Friday, April 6, 2012

Reverend Jeremy Givusaquid

I was told that a new religious order had been set up in Boston and went to interview their leader the Reverend Jeremy Givusaquid.

"Good morning my son", he began "yes I have formed a new religious group and I came to your lovely town of Boston because I heard that the people around here are a bit short of brain cells and will believe anything I tell them. My religion is different from all the others, I don't believe in any of the old religious views.Take the Catholics, Mary worshipping jackasses, they're just paedophile rapists, then there's Judaism we can't take them serious when they believe it's bad to eat pork but good to mutilate an infant's penis, I mean if god did not want the penis to have a foreskin, then why did he create it to begin with? Islam is the most hilarious made-up religion Satan ever boiled up in the Lake of Fire and it's followers are just a load of hell bound nin-com-poops. Then there's Christianity, let's just say that the belief that God is both the father and son of a certain woman sounds quite ridiculous to me, Rastafarians smoke ganja so they have a bit of fun which is more than you can say for the Jehova's witnesses who dont celebrate christmas, birthdays, easter or other holidays, bloody hell, what fun is there in that?

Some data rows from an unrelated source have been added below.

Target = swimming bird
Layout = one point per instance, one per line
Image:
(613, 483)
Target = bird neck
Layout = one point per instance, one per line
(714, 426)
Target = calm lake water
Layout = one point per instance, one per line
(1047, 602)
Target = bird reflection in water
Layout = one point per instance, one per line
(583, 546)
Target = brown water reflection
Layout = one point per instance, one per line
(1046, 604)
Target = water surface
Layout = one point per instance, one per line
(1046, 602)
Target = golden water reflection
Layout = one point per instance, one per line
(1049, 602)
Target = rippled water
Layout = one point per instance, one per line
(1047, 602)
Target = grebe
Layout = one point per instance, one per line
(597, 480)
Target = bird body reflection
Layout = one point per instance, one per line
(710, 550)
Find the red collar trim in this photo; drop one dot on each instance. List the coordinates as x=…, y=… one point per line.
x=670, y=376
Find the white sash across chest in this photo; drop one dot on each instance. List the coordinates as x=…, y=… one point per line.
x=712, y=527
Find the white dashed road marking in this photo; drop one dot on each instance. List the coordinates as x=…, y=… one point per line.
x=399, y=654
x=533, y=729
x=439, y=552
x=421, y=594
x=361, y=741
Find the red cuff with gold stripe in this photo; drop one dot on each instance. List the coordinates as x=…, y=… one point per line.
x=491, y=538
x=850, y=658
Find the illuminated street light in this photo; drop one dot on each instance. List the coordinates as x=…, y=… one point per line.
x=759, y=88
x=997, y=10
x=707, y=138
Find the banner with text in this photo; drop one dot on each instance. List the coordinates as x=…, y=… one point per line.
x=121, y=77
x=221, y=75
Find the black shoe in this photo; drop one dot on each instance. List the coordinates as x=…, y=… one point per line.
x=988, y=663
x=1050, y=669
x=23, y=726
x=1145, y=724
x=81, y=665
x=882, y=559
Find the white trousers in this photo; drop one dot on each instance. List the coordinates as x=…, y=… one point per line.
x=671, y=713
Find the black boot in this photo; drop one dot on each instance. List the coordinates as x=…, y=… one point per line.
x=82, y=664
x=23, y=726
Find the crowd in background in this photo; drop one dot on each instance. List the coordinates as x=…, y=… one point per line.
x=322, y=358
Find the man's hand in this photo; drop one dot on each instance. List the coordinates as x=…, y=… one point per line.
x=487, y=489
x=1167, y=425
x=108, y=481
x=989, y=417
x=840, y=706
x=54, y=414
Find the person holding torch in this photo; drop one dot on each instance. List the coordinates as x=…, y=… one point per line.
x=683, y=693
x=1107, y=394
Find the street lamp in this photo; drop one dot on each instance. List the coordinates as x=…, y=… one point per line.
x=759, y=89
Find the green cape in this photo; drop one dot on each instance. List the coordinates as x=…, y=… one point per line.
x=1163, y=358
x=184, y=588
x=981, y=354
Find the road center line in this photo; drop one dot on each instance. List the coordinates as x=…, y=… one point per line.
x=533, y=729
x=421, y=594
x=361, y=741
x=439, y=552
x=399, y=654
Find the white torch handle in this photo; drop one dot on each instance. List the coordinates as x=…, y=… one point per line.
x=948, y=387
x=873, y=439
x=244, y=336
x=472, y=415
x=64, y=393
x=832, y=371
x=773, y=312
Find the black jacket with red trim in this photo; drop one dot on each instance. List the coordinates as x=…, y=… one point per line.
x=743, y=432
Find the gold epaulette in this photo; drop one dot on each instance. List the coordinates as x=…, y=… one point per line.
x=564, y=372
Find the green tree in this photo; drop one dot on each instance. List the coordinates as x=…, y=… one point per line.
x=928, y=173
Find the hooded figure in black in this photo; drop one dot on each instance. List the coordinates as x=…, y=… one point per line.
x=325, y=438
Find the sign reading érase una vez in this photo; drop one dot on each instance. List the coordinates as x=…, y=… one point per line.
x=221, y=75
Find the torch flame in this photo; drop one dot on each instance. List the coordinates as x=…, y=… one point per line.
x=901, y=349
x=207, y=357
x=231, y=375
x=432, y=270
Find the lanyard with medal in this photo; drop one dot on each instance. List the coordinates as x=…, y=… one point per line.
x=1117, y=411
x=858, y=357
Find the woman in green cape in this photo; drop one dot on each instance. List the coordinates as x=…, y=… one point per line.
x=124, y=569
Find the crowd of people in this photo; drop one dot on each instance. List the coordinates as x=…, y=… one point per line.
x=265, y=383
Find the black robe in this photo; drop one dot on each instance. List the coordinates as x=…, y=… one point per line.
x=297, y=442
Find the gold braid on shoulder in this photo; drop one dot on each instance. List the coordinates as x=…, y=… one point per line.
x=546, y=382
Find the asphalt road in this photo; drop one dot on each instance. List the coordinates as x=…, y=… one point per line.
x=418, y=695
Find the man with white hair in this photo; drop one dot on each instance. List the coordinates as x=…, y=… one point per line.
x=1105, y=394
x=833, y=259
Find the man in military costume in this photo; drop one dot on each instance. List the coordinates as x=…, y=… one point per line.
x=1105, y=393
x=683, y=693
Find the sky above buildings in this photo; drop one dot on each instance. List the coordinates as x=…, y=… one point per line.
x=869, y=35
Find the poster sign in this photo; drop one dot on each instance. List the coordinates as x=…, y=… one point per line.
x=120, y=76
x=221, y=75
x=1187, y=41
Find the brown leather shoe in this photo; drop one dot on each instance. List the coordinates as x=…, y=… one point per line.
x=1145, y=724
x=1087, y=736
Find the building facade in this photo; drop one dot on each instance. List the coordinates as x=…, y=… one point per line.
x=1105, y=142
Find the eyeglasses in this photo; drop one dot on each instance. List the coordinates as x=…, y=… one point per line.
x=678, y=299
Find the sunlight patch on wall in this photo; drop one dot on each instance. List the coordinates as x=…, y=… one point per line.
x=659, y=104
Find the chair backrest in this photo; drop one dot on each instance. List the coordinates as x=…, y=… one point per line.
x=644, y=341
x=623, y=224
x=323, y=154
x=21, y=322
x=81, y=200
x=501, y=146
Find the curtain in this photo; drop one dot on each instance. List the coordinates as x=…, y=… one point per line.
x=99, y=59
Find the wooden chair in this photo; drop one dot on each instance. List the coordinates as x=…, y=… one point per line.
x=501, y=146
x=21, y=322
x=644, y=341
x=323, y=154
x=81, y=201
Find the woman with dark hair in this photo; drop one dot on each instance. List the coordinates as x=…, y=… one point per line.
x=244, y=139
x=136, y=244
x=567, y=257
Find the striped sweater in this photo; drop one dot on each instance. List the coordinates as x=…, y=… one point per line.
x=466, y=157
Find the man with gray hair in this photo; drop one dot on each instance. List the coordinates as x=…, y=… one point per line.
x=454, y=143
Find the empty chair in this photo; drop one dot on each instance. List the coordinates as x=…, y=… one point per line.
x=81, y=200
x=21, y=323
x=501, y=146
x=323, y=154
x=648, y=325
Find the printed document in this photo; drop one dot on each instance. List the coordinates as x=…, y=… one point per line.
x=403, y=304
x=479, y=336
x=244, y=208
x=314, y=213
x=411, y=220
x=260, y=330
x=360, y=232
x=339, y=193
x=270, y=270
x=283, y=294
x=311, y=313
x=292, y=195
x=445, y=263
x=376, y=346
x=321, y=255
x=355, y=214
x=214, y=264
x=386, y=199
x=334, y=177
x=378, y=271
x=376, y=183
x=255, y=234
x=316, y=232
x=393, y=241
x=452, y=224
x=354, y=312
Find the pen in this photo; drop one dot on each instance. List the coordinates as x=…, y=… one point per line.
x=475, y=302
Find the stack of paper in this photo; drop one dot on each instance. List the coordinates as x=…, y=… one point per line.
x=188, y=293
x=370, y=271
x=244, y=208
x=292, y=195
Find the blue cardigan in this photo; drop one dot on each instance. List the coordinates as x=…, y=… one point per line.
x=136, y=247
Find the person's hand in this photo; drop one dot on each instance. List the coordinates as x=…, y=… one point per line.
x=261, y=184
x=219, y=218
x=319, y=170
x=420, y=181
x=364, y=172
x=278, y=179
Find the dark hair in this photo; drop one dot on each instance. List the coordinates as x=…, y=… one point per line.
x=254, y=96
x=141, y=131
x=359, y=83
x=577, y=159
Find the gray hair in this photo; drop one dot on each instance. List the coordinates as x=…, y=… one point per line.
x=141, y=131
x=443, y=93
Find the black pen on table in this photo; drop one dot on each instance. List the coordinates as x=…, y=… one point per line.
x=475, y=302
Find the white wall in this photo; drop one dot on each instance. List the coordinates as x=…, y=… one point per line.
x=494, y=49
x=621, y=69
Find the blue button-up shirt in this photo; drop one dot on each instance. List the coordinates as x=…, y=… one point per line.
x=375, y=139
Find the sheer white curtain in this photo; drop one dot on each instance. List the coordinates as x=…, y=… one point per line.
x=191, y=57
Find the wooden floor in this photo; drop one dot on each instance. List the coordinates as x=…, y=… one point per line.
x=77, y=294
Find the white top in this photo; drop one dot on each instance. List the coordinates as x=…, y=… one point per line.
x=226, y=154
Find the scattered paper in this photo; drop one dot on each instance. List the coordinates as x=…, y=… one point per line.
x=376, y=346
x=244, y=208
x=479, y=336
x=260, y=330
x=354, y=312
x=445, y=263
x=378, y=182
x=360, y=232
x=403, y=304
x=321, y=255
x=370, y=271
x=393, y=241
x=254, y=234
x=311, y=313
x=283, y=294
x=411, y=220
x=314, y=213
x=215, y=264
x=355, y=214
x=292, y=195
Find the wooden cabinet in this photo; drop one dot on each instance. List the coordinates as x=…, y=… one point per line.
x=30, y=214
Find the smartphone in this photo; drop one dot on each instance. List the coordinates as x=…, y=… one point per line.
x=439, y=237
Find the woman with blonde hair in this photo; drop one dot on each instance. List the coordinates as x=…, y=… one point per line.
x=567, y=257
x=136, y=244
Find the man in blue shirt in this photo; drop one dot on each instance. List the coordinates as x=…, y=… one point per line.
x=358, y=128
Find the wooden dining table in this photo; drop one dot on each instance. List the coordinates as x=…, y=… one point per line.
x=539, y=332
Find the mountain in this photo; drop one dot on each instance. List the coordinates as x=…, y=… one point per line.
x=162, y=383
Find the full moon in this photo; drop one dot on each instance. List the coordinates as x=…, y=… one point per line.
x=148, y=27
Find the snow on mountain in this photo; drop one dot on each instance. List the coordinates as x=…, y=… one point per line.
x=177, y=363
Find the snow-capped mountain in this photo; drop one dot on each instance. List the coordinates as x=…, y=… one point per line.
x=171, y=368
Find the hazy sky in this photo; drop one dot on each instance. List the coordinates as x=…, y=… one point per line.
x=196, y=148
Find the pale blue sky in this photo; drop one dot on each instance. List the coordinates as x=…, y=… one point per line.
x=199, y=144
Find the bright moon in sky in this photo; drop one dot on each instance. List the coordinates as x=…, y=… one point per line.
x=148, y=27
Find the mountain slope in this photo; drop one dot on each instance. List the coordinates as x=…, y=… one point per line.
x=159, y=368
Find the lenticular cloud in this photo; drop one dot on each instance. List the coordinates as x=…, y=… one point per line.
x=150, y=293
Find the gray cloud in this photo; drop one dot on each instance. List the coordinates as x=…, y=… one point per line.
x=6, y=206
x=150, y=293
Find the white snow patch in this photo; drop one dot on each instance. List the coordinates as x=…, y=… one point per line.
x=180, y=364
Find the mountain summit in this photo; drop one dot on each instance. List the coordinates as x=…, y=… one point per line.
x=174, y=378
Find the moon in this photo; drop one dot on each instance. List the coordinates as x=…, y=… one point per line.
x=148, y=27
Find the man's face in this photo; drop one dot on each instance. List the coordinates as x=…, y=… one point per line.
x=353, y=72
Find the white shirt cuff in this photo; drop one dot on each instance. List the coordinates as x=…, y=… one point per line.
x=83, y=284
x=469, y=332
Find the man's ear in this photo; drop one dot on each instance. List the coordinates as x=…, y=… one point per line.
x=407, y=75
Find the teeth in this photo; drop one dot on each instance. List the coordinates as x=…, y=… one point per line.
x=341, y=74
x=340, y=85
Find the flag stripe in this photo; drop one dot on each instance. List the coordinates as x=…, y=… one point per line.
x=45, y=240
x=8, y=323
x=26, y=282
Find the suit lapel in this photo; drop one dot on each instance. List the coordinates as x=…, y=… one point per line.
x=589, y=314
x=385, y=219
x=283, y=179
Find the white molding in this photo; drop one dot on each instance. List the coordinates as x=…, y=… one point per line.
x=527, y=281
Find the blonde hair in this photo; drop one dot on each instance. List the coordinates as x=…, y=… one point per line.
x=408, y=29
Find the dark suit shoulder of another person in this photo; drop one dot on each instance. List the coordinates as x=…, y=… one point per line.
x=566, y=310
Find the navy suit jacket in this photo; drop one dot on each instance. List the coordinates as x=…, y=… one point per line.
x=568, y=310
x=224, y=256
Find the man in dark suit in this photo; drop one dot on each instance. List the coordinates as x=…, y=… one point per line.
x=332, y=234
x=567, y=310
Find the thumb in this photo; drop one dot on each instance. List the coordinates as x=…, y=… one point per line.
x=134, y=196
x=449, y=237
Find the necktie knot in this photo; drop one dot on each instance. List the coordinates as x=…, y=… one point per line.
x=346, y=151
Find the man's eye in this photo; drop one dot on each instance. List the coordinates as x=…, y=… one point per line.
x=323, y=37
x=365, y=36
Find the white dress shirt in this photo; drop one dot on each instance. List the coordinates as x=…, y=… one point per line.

But there's no doom and gloom in my religion and I like to think it has a sense of humour, I mean Why couldn't they play cards on the Ark? Because Noah was standing on the deck. See I told you we could be funny. Anyway, to be serious again, I basically believe there is something out there watching over us, unfortunately, it's the government and the police, that's why this time next year I'll be long gone from Boston with my ill gotten gains so whether you're ex Buddhists, Catholics, Islamists, Quakers, Mormons, Baptists, Hindus, Jehova's witnesses, Christians, Amish, Hare krishnas, Lutherians, Unitarians, Sikhs or anything else, all I ask is that you deposit £20 per week into my bank account to cover costs and you will be guaranteed to be accepted into the kingdom of the lord. By the way, if you've had an accident at work that wasn't your fault ring 0120567584567 and I may be able to help. I also buy second hand books.